Prosecutors can say ‘profiled’ at Zimmerman trial
Prosecutors can argue in opening statements that George Zimmerman profiled Trayvon Martin based on factors such as age or clothing before he shot the unarmed black teenager, but they cannot say he was profiled based on race, a judge ruled. Circuit Court Judge Debra Nelson made the ruling ahead of Monday’s expected opening statements in Zimmerman’s second-degree murder trial. Defense attorneys had asked the judge to prohibit prosecutors from using a series of words in opening statements that they deemed inflammatory. Those words included “profiled,” “vigilante,” “wannabe cop,” and that Zimmerman had confronted Martin. The judge said all of those statements may be used, provided that race is not discussed if the issue of profiling is brought up.
Skilling sentence cut; could be out in 4 years
The long-running battle between federal prosecutors and former Enron CEO Jeff Skilling, 59, came to an end when a judge cut Skilling’s prison sentence to 14 years — from 24 years. That could allow him to be free in as little as four years. Although the federal prison system no longer paroles inmates, it may trim 15 percent off a sentence for good behavior and can take off another year following successful completion of a substance abuse program. Skilling, the architect of Enron’s rise from an obscure pipeline company to an energy giant, will end up spending more than twice as much time in prison as anyone else charged in connection to the company’s stunning 2001 collapse into bankruptcy.
Lawyer accused of misconduct quits BP case
A lawyer working for the administrator overseeing a multibillion-dollar settlement from the 2010 BP oil spill in the Gulf of Mexico resigned after being accused of misconduct. Lionel H. Sutton III has been accused of collecting portions of settlement payments from a New Orleans law firm to which he had once referred claims, a BP PLC official said.
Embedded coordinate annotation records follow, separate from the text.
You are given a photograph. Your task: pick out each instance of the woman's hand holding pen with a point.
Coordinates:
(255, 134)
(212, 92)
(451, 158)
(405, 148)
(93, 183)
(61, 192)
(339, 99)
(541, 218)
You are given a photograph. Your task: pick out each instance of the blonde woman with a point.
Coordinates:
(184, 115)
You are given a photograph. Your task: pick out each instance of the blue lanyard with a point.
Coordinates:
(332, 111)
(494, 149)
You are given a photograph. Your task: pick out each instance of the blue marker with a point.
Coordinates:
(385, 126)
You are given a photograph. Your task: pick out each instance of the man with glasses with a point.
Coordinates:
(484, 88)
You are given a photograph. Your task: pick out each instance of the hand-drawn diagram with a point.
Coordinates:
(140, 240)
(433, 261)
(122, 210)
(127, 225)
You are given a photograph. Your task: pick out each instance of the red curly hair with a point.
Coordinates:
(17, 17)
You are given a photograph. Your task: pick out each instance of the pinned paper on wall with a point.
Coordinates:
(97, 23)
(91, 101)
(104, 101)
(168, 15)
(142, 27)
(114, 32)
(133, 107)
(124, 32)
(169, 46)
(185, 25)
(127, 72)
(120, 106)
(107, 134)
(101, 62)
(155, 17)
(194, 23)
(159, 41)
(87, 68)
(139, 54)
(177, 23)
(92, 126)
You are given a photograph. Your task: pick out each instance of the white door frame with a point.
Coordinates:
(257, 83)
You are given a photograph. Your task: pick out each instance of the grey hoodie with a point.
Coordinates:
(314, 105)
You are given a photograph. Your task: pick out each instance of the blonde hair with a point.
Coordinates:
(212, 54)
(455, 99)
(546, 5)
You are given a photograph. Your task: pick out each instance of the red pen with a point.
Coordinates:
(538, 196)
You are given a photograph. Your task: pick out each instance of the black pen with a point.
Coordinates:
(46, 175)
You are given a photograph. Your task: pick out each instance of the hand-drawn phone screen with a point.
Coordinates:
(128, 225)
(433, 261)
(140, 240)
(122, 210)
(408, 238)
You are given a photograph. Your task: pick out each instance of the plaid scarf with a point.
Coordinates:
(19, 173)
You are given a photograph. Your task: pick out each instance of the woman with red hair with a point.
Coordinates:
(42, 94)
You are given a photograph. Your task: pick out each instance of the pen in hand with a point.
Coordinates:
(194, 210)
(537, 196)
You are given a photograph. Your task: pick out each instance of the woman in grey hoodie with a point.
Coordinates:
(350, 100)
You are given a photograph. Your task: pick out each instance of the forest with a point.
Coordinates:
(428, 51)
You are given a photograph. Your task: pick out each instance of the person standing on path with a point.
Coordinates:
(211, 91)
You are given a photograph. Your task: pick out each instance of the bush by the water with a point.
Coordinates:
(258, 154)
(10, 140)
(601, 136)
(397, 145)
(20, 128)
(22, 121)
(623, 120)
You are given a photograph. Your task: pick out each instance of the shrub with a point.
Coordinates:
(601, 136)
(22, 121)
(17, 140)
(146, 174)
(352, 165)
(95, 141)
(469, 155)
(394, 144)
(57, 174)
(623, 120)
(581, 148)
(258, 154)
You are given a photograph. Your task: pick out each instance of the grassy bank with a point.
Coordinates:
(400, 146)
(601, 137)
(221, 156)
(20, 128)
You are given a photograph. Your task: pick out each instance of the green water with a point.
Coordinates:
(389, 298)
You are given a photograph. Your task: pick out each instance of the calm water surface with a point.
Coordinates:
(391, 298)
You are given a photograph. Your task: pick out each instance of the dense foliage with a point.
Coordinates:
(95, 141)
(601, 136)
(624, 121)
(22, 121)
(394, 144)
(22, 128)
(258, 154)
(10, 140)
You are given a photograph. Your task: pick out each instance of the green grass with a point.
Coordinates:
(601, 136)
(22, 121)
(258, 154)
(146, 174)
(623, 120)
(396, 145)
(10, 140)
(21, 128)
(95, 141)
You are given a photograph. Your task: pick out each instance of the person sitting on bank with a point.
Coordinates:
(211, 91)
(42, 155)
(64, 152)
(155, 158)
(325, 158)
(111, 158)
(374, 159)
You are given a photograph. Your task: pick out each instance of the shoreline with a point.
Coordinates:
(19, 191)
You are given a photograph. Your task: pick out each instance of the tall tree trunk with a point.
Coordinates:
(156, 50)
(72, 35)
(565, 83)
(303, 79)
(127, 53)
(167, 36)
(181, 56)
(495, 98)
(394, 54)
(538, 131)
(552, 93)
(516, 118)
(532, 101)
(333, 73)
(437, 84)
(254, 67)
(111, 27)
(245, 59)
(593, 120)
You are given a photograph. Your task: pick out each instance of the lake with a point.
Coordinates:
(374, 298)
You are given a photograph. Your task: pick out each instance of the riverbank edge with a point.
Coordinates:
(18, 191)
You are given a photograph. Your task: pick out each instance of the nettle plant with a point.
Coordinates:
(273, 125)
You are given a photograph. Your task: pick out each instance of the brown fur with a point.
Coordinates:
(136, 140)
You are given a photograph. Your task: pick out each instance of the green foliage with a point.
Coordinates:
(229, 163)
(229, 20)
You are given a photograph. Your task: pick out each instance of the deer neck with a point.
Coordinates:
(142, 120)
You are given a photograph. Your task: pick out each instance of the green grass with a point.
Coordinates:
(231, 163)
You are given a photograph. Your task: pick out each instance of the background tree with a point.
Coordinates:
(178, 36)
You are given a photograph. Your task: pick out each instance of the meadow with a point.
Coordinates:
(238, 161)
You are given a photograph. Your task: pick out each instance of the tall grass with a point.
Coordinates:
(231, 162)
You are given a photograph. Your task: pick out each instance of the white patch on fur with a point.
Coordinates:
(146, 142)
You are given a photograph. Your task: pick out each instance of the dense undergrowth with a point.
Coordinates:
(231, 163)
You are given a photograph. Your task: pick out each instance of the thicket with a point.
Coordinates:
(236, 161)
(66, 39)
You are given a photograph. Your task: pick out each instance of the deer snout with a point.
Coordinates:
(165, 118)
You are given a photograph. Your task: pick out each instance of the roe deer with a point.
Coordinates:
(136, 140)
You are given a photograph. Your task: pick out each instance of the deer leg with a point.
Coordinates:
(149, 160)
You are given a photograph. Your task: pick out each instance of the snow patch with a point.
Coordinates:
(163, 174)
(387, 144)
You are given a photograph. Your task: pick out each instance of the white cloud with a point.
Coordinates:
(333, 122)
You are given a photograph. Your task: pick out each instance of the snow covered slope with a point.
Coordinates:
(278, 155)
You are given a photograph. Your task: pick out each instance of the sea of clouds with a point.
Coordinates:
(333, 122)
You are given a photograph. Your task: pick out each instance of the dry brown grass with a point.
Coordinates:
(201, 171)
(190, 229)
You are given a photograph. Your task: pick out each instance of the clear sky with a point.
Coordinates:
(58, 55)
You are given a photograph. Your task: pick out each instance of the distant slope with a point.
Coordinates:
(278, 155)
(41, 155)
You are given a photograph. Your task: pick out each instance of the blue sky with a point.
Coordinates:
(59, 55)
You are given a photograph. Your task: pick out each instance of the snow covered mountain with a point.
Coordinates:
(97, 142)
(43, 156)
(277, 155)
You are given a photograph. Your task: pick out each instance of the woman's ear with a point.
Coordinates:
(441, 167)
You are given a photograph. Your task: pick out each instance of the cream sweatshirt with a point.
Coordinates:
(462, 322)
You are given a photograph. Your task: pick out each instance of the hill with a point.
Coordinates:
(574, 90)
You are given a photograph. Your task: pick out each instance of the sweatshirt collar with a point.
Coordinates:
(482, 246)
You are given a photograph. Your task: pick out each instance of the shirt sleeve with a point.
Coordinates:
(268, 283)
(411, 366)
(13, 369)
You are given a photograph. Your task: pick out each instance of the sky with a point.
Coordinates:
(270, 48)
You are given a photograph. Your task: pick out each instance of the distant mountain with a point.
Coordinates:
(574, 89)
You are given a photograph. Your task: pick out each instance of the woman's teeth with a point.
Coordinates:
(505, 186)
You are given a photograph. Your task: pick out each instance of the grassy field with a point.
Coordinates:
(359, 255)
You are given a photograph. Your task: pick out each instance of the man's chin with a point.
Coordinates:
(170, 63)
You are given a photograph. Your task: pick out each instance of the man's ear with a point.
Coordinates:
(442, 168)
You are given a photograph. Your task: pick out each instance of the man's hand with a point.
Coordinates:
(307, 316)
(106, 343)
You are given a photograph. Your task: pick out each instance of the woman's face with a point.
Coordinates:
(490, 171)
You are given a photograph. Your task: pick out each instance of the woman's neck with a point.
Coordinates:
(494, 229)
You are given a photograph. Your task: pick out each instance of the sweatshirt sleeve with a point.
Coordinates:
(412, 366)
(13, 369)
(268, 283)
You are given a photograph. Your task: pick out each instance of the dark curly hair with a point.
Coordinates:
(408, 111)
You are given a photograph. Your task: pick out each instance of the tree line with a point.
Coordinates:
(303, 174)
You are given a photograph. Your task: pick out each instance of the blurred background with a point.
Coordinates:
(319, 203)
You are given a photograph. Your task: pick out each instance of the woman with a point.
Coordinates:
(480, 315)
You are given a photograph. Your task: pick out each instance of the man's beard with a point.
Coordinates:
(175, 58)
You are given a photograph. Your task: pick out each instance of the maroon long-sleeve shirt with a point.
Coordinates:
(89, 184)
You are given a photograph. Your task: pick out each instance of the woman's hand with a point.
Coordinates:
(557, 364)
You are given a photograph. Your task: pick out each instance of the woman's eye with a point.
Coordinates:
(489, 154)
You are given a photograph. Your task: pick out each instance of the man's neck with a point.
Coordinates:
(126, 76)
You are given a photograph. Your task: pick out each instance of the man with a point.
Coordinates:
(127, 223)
Putin urges $43B investment in infrastructure
Faced with meager economic growth worldwide and a worrisome ebbing of Russia’s own oil and gas revenues, President Vladimir Putin announced an ambitious and risky economic stimulus program along with a novel amnesty plan for imprisoned white-collar criminals that was intended to improve investor confidence. Putin proposed dipping into the country’s pension reserves for loans of up to $43.5 billion for three big infrastructure projects: modernize the Trans-Siberian Railway; construct a 500-mile high-speed rail line between Moscow and Kazan, and build a superhighway ringing Moscow.